Huit mois après avoir présenté son projet de calculateur pour mesurer l’impact environnemental des vêtements, le gouvernement entre dans le dur. Jeudi, à la veille du Black Friday, la ministre de la Transition écologique, Agnès Pannier-Runacher, a annoncé la mise en consultation des textes qui permettront aux marques d’attribuer une note à chaque vêtement, un peu à la manière du Nutriscore pour les produits alimentaires.

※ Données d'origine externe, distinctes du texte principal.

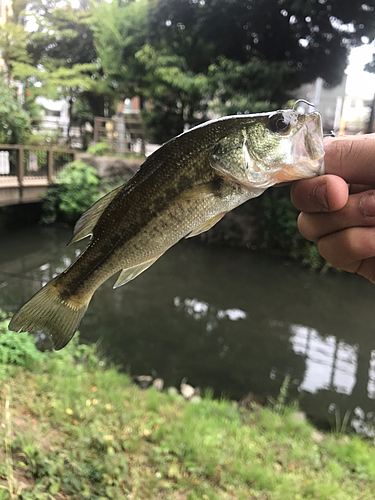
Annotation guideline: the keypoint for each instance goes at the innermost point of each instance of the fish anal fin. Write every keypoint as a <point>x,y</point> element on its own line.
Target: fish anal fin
<point>130,273</point>
<point>86,223</point>
<point>206,225</point>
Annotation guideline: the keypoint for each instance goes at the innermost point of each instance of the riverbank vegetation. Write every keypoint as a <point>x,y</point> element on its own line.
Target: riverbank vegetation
<point>74,427</point>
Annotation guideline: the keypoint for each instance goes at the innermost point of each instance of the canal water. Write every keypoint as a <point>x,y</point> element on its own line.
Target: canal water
<point>233,320</point>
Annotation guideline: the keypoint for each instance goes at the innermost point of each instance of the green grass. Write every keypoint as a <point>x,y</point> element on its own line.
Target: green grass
<point>71,428</point>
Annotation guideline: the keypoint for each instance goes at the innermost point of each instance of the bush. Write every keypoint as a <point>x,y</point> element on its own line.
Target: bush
<point>74,192</point>
<point>99,149</point>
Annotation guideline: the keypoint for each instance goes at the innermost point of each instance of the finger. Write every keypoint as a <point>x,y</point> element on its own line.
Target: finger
<point>359,188</point>
<point>348,248</point>
<point>359,211</point>
<point>320,194</point>
<point>352,158</point>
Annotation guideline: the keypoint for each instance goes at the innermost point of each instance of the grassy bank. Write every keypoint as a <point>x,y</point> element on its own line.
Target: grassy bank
<point>73,428</point>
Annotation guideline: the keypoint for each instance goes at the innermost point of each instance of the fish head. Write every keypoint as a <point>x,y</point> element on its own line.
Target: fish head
<point>266,149</point>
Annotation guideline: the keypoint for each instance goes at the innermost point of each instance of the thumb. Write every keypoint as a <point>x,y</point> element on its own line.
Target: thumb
<point>352,158</point>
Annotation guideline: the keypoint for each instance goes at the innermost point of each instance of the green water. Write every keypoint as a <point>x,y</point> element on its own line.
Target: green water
<point>233,320</point>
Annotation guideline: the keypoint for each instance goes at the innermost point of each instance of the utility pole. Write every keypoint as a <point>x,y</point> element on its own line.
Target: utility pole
<point>370,125</point>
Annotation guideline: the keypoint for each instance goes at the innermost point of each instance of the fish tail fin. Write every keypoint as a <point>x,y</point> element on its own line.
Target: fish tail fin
<point>48,312</point>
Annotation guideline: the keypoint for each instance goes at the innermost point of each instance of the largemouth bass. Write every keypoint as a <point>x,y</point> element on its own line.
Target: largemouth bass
<point>181,190</point>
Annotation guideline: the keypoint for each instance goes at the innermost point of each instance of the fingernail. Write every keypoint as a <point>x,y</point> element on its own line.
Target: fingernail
<point>367,204</point>
<point>320,193</point>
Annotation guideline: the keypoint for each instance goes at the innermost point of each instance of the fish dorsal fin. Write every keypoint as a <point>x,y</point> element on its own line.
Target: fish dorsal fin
<point>206,225</point>
<point>86,223</point>
<point>130,273</point>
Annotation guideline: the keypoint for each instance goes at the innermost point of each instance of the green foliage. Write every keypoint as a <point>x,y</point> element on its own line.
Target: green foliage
<point>99,149</point>
<point>75,428</point>
<point>74,192</point>
<point>14,121</point>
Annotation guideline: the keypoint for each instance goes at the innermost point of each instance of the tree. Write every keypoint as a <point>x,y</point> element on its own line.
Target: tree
<point>64,59</point>
<point>14,121</point>
<point>312,37</point>
<point>13,44</point>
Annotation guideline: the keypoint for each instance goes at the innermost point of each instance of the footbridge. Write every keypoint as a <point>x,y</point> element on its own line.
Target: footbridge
<point>26,171</point>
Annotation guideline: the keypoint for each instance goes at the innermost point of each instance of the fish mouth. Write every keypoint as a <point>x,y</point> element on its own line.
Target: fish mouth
<point>307,151</point>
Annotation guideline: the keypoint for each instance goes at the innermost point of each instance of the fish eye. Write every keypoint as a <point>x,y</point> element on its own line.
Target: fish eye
<point>279,124</point>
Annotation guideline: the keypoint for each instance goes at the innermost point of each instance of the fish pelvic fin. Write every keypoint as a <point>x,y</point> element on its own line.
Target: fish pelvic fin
<point>206,225</point>
<point>86,223</point>
<point>130,273</point>
<point>47,312</point>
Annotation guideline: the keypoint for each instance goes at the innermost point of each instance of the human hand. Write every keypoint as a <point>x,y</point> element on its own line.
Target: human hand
<point>338,209</point>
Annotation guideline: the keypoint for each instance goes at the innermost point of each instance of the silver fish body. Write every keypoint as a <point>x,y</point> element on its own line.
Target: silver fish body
<point>181,190</point>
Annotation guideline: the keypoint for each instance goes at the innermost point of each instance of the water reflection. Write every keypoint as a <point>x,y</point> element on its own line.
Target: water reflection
<point>200,310</point>
<point>227,319</point>
<point>330,363</point>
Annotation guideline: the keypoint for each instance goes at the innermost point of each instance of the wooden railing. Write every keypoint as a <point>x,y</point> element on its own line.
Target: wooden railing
<point>26,171</point>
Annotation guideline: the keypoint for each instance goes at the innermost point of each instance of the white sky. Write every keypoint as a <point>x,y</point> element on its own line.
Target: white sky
<point>359,82</point>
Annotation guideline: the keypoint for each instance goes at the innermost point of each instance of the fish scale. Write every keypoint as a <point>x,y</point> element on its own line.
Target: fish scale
<point>181,190</point>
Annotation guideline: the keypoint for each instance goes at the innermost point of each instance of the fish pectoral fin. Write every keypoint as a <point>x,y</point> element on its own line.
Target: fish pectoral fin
<point>206,225</point>
<point>86,223</point>
<point>130,273</point>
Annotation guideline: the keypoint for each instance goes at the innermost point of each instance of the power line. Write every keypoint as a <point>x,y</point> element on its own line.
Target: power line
<point>22,277</point>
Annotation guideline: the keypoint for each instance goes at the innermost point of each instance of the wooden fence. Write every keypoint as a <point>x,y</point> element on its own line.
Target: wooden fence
<point>26,171</point>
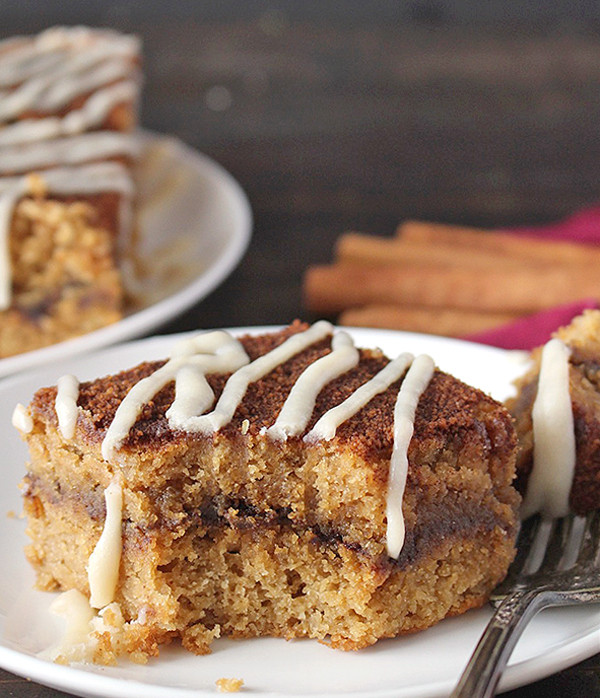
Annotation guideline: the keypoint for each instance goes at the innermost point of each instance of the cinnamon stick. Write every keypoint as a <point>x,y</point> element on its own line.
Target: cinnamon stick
<point>449,322</point>
<point>330,289</point>
<point>357,248</point>
<point>502,245</point>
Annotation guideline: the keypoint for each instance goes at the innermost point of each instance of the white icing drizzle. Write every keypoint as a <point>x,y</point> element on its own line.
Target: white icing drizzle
<point>327,425</point>
<point>74,607</point>
<point>205,353</point>
<point>43,74</point>
<point>93,113</point>
<point>21,419</point>
<point>238,383</point>
<point>300,403</point>
<point>218,351</point>
<point>413,386</point>
<point>554,454</point>
<point>78,149</point>
<point>66,405</point>
<point>103,564</point>
<point>50,70</point>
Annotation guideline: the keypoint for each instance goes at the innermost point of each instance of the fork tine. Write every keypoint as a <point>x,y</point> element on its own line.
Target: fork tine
<point>590,548</point>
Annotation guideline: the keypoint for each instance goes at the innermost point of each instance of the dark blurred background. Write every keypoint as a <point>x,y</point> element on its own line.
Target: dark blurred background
<point>356,115</point>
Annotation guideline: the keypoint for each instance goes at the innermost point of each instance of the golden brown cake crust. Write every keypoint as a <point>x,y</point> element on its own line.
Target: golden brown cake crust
<point>237,534</point>
<point>582,336</point>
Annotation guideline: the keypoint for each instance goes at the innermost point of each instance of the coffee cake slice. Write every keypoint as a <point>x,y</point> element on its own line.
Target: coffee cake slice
<point>557,463</point>
<point>285,484</point>
<point>67,111</point>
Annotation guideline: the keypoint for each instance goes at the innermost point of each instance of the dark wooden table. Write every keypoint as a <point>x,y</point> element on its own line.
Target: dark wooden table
<point>355,115</point>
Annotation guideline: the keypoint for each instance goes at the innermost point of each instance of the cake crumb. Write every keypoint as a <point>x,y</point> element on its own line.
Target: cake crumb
<point>229,685</point>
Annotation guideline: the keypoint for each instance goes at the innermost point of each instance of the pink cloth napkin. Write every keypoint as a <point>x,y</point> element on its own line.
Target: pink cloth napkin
<point>529,332</point>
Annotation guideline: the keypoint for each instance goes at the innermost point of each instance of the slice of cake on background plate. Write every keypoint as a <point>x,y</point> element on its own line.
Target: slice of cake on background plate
<point>283,484</point>
<point>68,107</point>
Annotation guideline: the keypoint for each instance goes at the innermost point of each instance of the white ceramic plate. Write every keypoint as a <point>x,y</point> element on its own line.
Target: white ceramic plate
<point>194,226</point>
<point>425,664</point>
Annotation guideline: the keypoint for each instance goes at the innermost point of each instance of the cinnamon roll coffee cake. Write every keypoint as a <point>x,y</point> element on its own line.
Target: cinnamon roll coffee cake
<point>285,484</point>
<point>556,416</point>
<point>68,103</point>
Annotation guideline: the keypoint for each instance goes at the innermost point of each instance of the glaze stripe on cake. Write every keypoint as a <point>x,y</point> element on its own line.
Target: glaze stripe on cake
<point>554,454</point>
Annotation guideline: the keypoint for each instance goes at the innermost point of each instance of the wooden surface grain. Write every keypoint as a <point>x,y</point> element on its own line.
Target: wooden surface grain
<point>338,116</point>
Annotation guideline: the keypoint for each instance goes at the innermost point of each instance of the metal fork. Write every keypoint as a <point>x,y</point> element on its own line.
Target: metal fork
<point>557,564</point>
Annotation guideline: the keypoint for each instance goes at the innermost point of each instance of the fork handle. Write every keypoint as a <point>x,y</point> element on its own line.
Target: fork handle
<point>481,676</point>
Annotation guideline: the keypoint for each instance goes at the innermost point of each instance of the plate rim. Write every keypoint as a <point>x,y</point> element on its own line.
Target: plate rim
<point>141,321</point>
<point>80,681</point>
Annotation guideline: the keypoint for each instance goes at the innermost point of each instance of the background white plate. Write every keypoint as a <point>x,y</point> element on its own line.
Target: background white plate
<point>422,665</point>
<point>194,225</point>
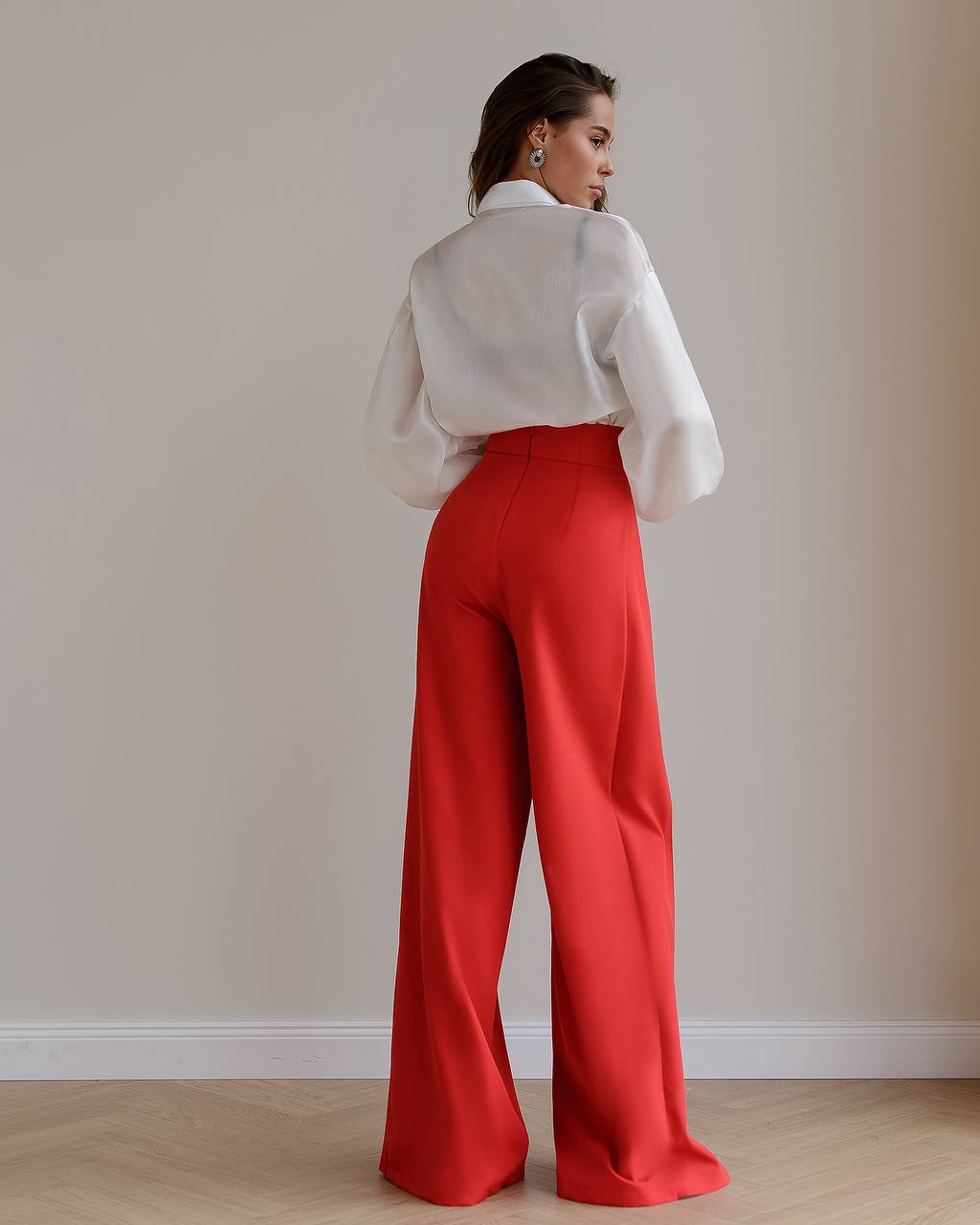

L’affichage environnemental, qui restera dans un premier temps volontaire, est prévu par la loi climat et résilience de 2021. « Il s’agit à la fois d’aider les fabricants à piloter leurs efforts d’écoconception des vêtements, et de donner aux consommateurs une information sur le coût environnemental des produits qu’ils achètent », précise-t-on au ministère de la Transition écologique.

Impact sur le climat
L’enjeu est loin d’être négligeable. Le textile représente entre 8 % et 10 % des émissions de gaz à effet de serre dans le monde. Il génère une quantité astronomique de déchets, notamment plastiques, entraînant une pollution dramatique dans l’eau ou les sols. Son traitement et sa teinture génèrent 20 % de la pollution des eaux. Même les fibres naturelles ont un impact négatif : le coton est la première culture consommatrice de pesticides.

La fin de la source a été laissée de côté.